Stories From The Tamaracks:

'I Remember When..."

Members of The Tamaracks on the way to a rodeo at Helmville in 1934. They are taking a break in Ovando. Pel Turner is the one with a leg over the tailgate. His older brother Bud, the driverage 16, is standing on the running board. Pel said all of them, except Bud, were carsick, as can be seen from the expressions on their faces. The other youngsters are not identified. It was a tough ride from Seeley Lake to Ovando and on to Helmville in those days. Photo courtesy of Monte Turner.

During the trip to the Helmville Rodeo from Seeley Lake in 1938, the youngsters riding in the pickup truck, driven by Bud Turner of The Tamaracks, were trying to get their "sea legs" back during a stop in Ovando after a bout of carsickness. Bud Turner is simulating driving the buggy. Pel Turner, watching his brother, is hidden behind the girl in the center of the photo. Photo courtesy of Monte Turner.

November 23, 2000
Seeley Swan Pathfinder
Seeley Lake, Montana

Stories From Long Ago About The Tamaracks of Seeley Lake
And Surrounding Area Compiled by Jack Demmons

This is part 12 of a series of articles about The Tamaracks and surrounding Blackfoot-Swan Valley areas.

The Tobacco-Chewing Deer

The Missoula Sentinel, December 15, 1938, had an article with the title: "Deer Saved From Drowning In Lake. Spectacular Rescue of Animal After It Goes Through Ice."

Around dusk on Tuesday, December 13, 1938, members from The Tamaracks were skating on Seeley Lake and came across a seven-point whitetail buck that had broken through the ice about 250 yards from shore. It was treading water and could not get back up on top of the ice.

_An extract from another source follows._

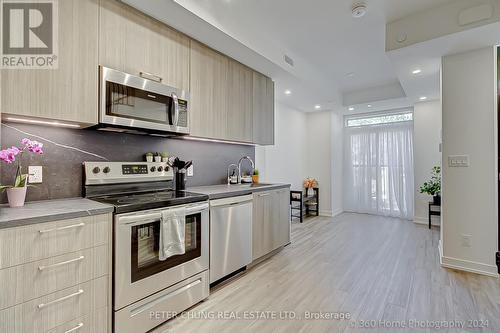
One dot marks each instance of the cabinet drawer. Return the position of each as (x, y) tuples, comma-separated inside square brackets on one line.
[(45, 240), (95, 323), (25, 282), (49, 312)]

Pel Turner, 13 year old son of Henry and Maude Turner, owners of The Tamaracks, managed to lasso the animal by the horns. The crowd that assembled had a very difficult time getting the buck up on the ice without injuring it.

Once on the ice the deer was so cold and stiff that it couldn't stand, so it was skidded across the ice to shore. The deer was then loaded into a truck and hauled a quarter of a mile to The Tamaracks.

It was taken into the living room of the Lodge where it finally warmed up after apparently being in the water several hours. It refused food, milk and water. Members of The Tamaracks staff remembered seeing deer that wandered around the area eat cigarette stubs. The exhausted deer was offered a handful of smoking tobacco and did eat it.

Four hours after being brought into the warm Lodge the deer became drowsy and fell asleep.

A deputy game warden at Ovando was contacted. He arrived to take the deer home and feed it in a corral for several days before setting it free. However, while being loaded into the warden's covered truck the deer proved to be stubborn and gave several of its benefactors forceful kicks. Apparently the deer did not wish to leave the warmth of The Tamaracks, its hospitality and tobacco handouts from the staff.